Una piéce che mancava da tempo sulle tavole del palcoscenico ma che sorprenderà per attualità e per la chiave di lettura che il regista Alessandro D’Alatri è riuscito a trovare per questo classico della cinematografia.
"L’idea di "riproporre" sulla scena un progetto come "Scene di vita coniugale"- racconta il regista D’Alatri – è estremamente stimolante. Lo è per una molteplicità di aspetti. Comincerei dal fatto che è un testo divenuto icona internazionale intorno alle complessità delle relazioni uomo donna, e in particolare di quelle matrimoniali.Un altro aspetto è che propone un linguaggio "cinematografico" già dal titolo del capolavoro realizzato poi da Bergman: SCENE DA UN MATRIMONIO. Viene già voglia di proseguire quell’indicazione con il linguaggio tipico della sceneggiatura da cinema tipo: int. sera, ecc… E’ un testo che invita ad una proposta nei confronti del pubblico attraverso una rilettura dei comportamenti in chiave contemporanea e contestualizzata alla nostra cultura. Molti giovani non conoscono l’opera, e forse nemmeno il film, ma sono sicuramente un target estremamente sensibile alla tematica. Parlo di giovani ma non solo.

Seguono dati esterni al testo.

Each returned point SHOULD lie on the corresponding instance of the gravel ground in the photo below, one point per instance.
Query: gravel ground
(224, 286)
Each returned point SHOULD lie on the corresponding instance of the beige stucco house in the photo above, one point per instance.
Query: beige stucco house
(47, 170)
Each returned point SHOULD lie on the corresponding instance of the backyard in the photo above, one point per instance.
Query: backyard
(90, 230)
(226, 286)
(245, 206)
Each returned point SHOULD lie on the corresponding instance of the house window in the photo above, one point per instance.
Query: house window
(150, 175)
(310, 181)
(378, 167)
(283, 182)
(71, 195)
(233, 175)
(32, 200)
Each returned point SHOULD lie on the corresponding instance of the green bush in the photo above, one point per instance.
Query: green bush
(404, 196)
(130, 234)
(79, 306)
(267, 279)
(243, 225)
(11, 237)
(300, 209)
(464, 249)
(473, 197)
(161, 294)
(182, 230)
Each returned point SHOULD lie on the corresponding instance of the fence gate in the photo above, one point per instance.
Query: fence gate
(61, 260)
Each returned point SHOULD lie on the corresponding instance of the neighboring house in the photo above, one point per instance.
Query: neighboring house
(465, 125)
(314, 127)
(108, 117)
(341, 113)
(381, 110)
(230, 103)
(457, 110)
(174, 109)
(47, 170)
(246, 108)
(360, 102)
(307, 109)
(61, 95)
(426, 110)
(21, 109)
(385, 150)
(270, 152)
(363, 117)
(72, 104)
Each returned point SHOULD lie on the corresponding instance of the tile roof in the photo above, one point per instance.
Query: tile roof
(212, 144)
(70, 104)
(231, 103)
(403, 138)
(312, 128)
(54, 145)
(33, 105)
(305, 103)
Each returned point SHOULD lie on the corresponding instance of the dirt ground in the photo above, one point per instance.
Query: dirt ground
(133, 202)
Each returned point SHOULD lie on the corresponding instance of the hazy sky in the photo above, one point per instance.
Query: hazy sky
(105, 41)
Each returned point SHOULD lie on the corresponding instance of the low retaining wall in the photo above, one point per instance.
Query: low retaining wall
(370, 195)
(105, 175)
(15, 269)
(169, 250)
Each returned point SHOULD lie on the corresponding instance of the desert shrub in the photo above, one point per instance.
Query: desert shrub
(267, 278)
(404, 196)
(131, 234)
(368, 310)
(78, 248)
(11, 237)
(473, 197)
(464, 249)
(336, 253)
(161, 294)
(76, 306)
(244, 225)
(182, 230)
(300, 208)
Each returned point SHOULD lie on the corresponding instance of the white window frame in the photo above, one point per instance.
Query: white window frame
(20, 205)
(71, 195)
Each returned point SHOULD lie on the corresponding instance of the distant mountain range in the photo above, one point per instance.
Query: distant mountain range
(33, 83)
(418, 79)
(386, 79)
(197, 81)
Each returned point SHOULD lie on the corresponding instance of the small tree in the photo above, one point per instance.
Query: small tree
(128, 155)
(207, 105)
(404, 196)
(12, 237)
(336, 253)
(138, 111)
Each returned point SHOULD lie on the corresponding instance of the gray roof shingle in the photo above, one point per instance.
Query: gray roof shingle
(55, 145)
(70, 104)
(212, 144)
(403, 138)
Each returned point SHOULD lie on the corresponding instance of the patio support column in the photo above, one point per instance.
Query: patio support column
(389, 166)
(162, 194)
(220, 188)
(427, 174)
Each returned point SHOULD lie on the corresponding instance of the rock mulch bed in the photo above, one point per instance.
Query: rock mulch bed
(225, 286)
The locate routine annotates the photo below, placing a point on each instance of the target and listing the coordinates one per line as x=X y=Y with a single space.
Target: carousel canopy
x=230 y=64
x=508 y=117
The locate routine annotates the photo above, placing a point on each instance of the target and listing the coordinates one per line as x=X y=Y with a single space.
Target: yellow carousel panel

Il perno centrale dell’opera sta nel rapporto tra un uomo e una donna e lascia immaginare un’interpretazione magistrale tra due attori che si confrontino sul quotidiano della convivenza. Il fatto che i due appartengano ad una fascia d’età in bilico tra la gioventù e la piena maturità rende l’allestimento ancor più interessante. Daniele Pecci e Federica Di Martino sono un cast perfetto.
Punto ad un testo che contempli un "passo a due". E questo già sarebbe un percorso "differente" dal testo originale. Però non vorrei perdermi gli effetti e le suggestioni che il mondo esterno produce su quella coppia. In questo caso poi, vista la disponibilità dei due talenti, si rifletterà su comportamenti e routine di una coppia più giovane dell’originale.
L’altro elemento di novità d’approccio, sarà quello di contestualizzare la storia nell’Italia contemporanea. Una delle cose che più mi ha colpito nella rilettura del testo è il fatto che la protagonista femminile si occupa di separazioni (lavora presso uno studio legale). Questo è un elemento molto interessante per lo sviluppo delle testimonianze "esterne" che possono affacciarsi sul quotidiano della coppia: esattamente come proponeva Bergman.
Da qui vorrei quindi modificare la professione del protagonista maschile: un professore universitario non ha più le stesse valenze di quando è stata scritta e proposta al pubblico l’opera… Cercherò un lavoro che consenta tutti gli snodi a servizio del personaggio ma con la modernità dell’oggi: che so? Uno che si occupa di ricerca nel settore delle energie alternative? Sarà comunque un lavoro che obbliga il personaggio a rapide e frequenti assenze.
Diventa evidente che, nonostante i cambiamenti, i due personaggi restano in quel medesimo limbo sociale descritto da Bergman: una media borghesia, colta e progressista, che resta imprigionata nella propria ideologia "politically correct"… Questo è un altro elemento che trovo estremamente interessante. Tutto lo sforzo e l’autocontrollo, entrambe dolorosi, che i due sono costretti a mettere in campo nel cercare di essere "civili" nella crisi.
Un testo dove non ci sono urla e grida tipiche di quel tipo di situazioni, ma dove al contrario si cerca di trovare un equilibrio davanti all’ineluttabilità del danno…In tutto questo diventa evidente l’aspetto ironico, già suggerito dal testo, ma che riportato tra i nostri comportamenti "mediterranei" si va a modellare ancor di più sui due personaggi. Su quello femminile nella paura non del tradimento in sé per sé, ma del subirlo davanti ad una "competitor" più giovane; in quello maschile sulla propria inadeguatezza a gestirlo con una nuova partner con i bisogni e i comportamenti di una generazione diversa…".